Never Swim Alone & This Is a Play
nytheatre.com review by Jeffrey Lewonczyk
May 17, 2005
After a splash success at the 1999 FringeNYC Festival, and a subsequent Off-Broadway production in 2001, Toronto playwright Daniel MacIvor’s 1992 drama Never Swim Alone must qualify as some sort of local favorite. It’s rare for any play to have three separate productions in six years, let alone a one-act by a Canadian. And, after seeing the Bridge Company’s new production at Theater 54 (on a double bill with another MacIvor one-act), I have to say I don’t know what the fuss is all about.
The bulk of the play consists of a sort of masculinity contest between two young businessmen, Bill and Frank. And when I say contest I mean it literally: this is a competition, divided into rounds, in which each man tries to raise his status at the expense of the other in the fields of sex, business, personal dress, etc. The contest is officiated by a young woman in a swimsuit who sits in a lifeguard chair and makes the calls—the winner of each round gets to direct a short, self-justifying monologue to the audience. As the game proceeds, facts about the men’s lives and their boyhood pasts together are revealed with increasing detail, building up to a general indictment of modern manhood.
If this sounds like a lot of concept, it is; and that’s about all it is. The play is heavy on structure, light on depth. There’s no context, no impetus for this struggle, except that the play calls for it. The only thing we really find out about the characters in this dramatic neverland is that one’s a failure, the other’s a success, and both are schmucks. The piece’s formal playfulness can’t mask a soulless knee-jerk misanthropy reminiscent of Neil LaBute—and just because it was written before LaBute’s rise to fame doesn’t make it any better.

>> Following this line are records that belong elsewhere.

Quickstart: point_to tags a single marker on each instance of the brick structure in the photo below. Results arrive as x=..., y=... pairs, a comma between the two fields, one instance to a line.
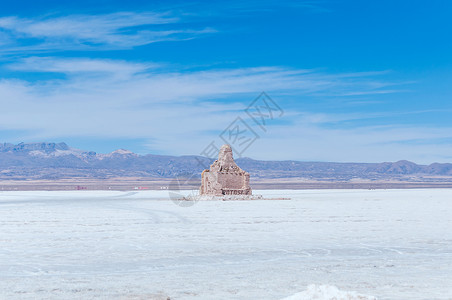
x=224, y=177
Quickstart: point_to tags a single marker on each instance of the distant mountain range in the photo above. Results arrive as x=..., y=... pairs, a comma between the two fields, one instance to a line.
x=59, y=161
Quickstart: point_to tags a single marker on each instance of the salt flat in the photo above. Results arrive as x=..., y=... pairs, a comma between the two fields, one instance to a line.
x=392, y=244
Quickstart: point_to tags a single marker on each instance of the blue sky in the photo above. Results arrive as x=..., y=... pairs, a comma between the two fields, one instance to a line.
x=361, y=81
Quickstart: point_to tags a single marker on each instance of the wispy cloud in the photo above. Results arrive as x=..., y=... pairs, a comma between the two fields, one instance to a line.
x=181, y=111
x=121, y=30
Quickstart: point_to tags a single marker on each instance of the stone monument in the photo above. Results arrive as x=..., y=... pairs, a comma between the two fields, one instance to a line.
x=224, y=177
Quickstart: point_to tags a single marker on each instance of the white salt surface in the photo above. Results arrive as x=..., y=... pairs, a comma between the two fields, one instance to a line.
x=391, y=244
x=325, y=292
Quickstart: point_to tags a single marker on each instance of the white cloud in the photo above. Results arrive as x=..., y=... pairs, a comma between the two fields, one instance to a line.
x=181, y=112
x=93, y=32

I have to admit this is a shame, because I liked the acting and direction almost as much as I disliked the script. Amos Crawley and Dustin Olson are good actors, and though I found them more believable as good actors than as the cynical back-slapping (and -stabbing) automatons the script calls for, their general likeability and technical skills (especially during some of the play’s athletic bouts of stylistic repetition) make the bitter pill go down a bit more smoothly. Jennifer Laine Williams, in the utterly thankless female role, makes you wish she had more to do than repeat the same few lines and blow a whistle every now and again.
The evening’s curtain-raiser, This Is a Play is a bit more amusing, if only because it’s content to be a simple entertainment. Employing a facile meta-theatrical conceit (the actors toggle back and forth between speaking their lines and subjectively describing their actions and feelings while doing so), the script occasionally manages to cut through its postmodern trappings and get off a few decent zingers at the expense of pretentious self-serving theatre folk—though that stereotype is in itself a cliche on par with the hoary Tennessee Williams parody that constitutes the play-within-a-play (think “The Lettuce Tattoo”). Again, the whole affair is offset by a fine cast (Esther Barlow, Lori Lane Jefferson, and Robin Mervin), whose graceful comic aplomb is more than the material deserves.
Throughout the whole evening, I found myself impressed with the well-oiled production put together by director Jason Fraser. His pacing and stage imagery are spot-on, every line and movement taut and precise. I’d be thrilled to see what his exacting approach does for material that has assets to enlighten, rather than flaws to expose.